In nearly every house we heared the sounds of busy people, making food, doing laundry and watching TV. Although we never could look inside we had the idea that many people live in one house.

A village in Wadi Hadramawt

Halfway in the village we suddenly met a tourist group talking loudly and taking pictures of everything they saw. Even walking through the doors of peoples houses for a quick shot inside. We felt bad seeing this, simply bad and ashamed. Their behaviour breathed no respect at all for the people who lived in the village. Their village was just another tourist attraction only to be visited because it's in the guide book. At that point we connected the feeling we got from the villagers and the things we saw happening right before our eyes.
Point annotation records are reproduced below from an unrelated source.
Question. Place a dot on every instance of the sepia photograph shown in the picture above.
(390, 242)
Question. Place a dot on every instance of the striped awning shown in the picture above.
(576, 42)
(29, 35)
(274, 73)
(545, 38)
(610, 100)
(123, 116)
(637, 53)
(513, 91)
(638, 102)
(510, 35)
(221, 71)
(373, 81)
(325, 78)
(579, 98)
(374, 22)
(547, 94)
Keep doing this for a few more years and people close their villages for tourists and might even get hostile if provoked even more. We left silently and walked back to our car. Sometimes tourism brings good things to a country, but what we just saw was an example of how it can ruin peoples attitudes towards foreigners.

Just after Sif we reached the asphalt road again and we were glad to continue our journey without being bashed around on a incredibly rocky road. That afternoon we had lunch at the junction of the road to Sayun and Al Mukalla. A place were many Bedouin from the neighbourhood come for food and were tour operators drop their group for a big lunch. A busy and hectic place and lots of things to see. Ofcourse we saw firearms everywhere, a normal fact of life in Yemen. After lunch we continued to Sayun. Near the city centre we booked a room at the Tower Hotel, a big place which can take up hundreds of tourists. We decided to stay here for two nights including new years eve.

Shibam, The first and only Manhattan

The past three days we covered a stretch of 517 Km in 12 hours. We passed a total of 4 military checkpoints which is quite a difference with the route from Sana'a to Bir Ali. The first 3 days we had to cope with a total of 23 checkpoints. Somehow the military presence in the south is relatively low and sofar we didn't see that much people wearing firearms either.
Although the southern region is far less densely populated we got the impression that a fair amount of people returned to this part of Yemen after the war of unity from countries outside Yemen. With them they brought in a lot of new investment capital. The amount of building activities and land markings we saw were numerous. Also the Gulf war might have a relation with the increasing building construction frenzy, Yemeni people were forced to leave Saudi Arabia when Yemen choose to sympatize with Iraq.

In 6 days we learned a lot about Yemen, it's people and culture. A deeply facinating country!